Perl-Apollo/Corinna

Consider Unicode Identifiers

wollmers opened this issue · 5 comments

Not that I myself would ever use it, but specifying the allowed characters for identifiers different from Perl would confuse users.

This is the definition for identifiers in https://perldoc.perl.org/perldata:

/ (?[ ( \p{Word} & \p{XID_Start} ) + [_] ])
  (?[ ( \p{Word} & \p{XID_Continue} ) ]) *    /x

IMHO it's well specified to extend a BNF by a notation conforming to Unicode.

Same for

METHODNAME       ::= [a-zA-Z_]\w*

which has \w as continuation characters and is the same as \p{Word} under use utf8 and is not the same as [a-zA-Z0-9_].

Ovid commented

I would love to see something like this, but I suspect the scope would be far outside of Corinna and would like complicate parsing. I also strongly suspect that P5P would reject something like this. For now, this is outside the scope of V1. Sorry.

haarg commented

While the spec says things like [a-zA-Z_]\w*, I expect it implementation it would follow the standard rules for perl identifiers, which do allow unicode.

@haarg

While the spec says things like [a-zA-Z_]\w*, I expect it implementation it would follow the standard rules for perl identifiers, which do allow unicode.

That's what I also expected, that P5P will not define an extra parser for Cor.
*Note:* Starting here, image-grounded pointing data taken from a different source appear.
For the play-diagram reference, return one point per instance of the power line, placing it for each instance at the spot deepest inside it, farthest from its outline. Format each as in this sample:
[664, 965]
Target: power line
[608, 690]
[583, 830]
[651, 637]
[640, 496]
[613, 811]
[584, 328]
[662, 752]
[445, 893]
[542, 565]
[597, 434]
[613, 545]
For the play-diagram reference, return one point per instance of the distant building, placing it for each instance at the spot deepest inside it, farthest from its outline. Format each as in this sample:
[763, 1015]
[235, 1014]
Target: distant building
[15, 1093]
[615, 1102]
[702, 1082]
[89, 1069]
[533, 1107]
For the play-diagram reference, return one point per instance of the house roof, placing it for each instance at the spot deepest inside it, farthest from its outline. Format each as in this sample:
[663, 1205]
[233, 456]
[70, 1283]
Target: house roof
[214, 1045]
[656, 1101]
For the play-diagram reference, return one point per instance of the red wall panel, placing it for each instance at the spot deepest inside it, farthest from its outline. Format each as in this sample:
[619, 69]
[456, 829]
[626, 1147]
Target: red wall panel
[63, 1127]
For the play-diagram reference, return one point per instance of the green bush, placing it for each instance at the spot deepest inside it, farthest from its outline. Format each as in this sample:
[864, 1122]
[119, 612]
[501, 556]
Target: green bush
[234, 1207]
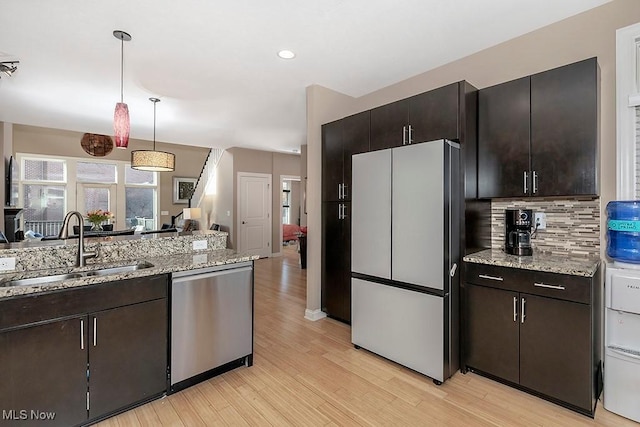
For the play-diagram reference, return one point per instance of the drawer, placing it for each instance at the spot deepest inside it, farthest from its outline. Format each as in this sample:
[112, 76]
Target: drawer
[554, 285]
[39, 307]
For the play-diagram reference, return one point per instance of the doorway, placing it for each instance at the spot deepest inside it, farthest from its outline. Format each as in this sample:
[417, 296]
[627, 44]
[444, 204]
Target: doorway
[254, 214]
[290, 210]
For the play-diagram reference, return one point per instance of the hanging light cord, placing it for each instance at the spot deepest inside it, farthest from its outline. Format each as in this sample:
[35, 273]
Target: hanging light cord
[121, 68]
[154, 125]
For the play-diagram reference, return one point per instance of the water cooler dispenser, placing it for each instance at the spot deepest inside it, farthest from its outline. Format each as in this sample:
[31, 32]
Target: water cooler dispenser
[622, 312]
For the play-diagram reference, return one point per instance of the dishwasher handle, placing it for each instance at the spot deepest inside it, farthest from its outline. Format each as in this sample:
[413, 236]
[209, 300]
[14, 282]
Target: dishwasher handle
[182, 277]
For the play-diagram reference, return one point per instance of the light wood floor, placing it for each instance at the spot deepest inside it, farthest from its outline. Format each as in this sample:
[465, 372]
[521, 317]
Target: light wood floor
[308, 374]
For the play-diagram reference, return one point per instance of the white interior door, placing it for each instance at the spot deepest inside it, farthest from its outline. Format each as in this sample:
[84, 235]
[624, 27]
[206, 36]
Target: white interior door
[254, 220]
[97, 196]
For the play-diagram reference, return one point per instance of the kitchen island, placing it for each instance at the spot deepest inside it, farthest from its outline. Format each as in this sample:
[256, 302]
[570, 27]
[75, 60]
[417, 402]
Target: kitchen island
[95, 340]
Since 5.18 under use utf8 it's defined as follows (see https://perldoc.perl.org/perldata#Identifier-parsing):

/ (?[ ( \p{Word} & \p{XID_Start} ) + [_] ])
  (?[ ( \p{Word} & \p{XID_Continue} ) ]) *    /x

This uses Unicode properties made exactly for identifiers, where XID_Start also contains letters outside ASCII or Latin, and '_' is added.
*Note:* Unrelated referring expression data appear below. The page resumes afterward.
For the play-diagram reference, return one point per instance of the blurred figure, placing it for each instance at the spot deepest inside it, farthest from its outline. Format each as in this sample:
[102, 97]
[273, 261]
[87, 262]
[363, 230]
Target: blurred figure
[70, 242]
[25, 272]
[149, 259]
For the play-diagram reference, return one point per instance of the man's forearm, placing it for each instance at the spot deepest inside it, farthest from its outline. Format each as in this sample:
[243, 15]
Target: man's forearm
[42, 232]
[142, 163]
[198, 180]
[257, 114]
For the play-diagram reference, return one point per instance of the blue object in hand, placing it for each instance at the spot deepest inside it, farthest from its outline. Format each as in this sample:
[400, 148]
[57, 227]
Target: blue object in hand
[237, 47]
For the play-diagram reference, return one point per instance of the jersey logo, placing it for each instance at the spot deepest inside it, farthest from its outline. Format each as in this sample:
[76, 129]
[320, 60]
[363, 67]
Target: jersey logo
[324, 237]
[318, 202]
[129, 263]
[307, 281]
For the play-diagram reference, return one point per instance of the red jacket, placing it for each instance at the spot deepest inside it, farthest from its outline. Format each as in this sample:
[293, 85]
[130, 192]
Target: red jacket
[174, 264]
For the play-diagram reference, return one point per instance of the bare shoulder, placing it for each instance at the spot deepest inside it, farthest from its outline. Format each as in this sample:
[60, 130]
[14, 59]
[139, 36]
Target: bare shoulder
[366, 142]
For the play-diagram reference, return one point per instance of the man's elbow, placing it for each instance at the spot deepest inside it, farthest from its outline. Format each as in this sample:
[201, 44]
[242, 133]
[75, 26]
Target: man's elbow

That's the definition of \p{Word} which is the same as \w in https://unicode.org/reports/tr18/#Default_Word_Boundaries:

\p{alpha}
\p{gc=Mark}
\p{digit}
\p{gc=Connector_Punctuation}
\p{Join_Control}

That's what I also expected, that P5P will not define an extra parser for Cor.

Indeed so. I was fully intending to just continue to use core bits-and-pieces for as much of this as possible, for consistency, rather than rebuild entire new things from scratch. I'm viewing the spec verymuch as a hand-wavy suggestion in this kind of sense.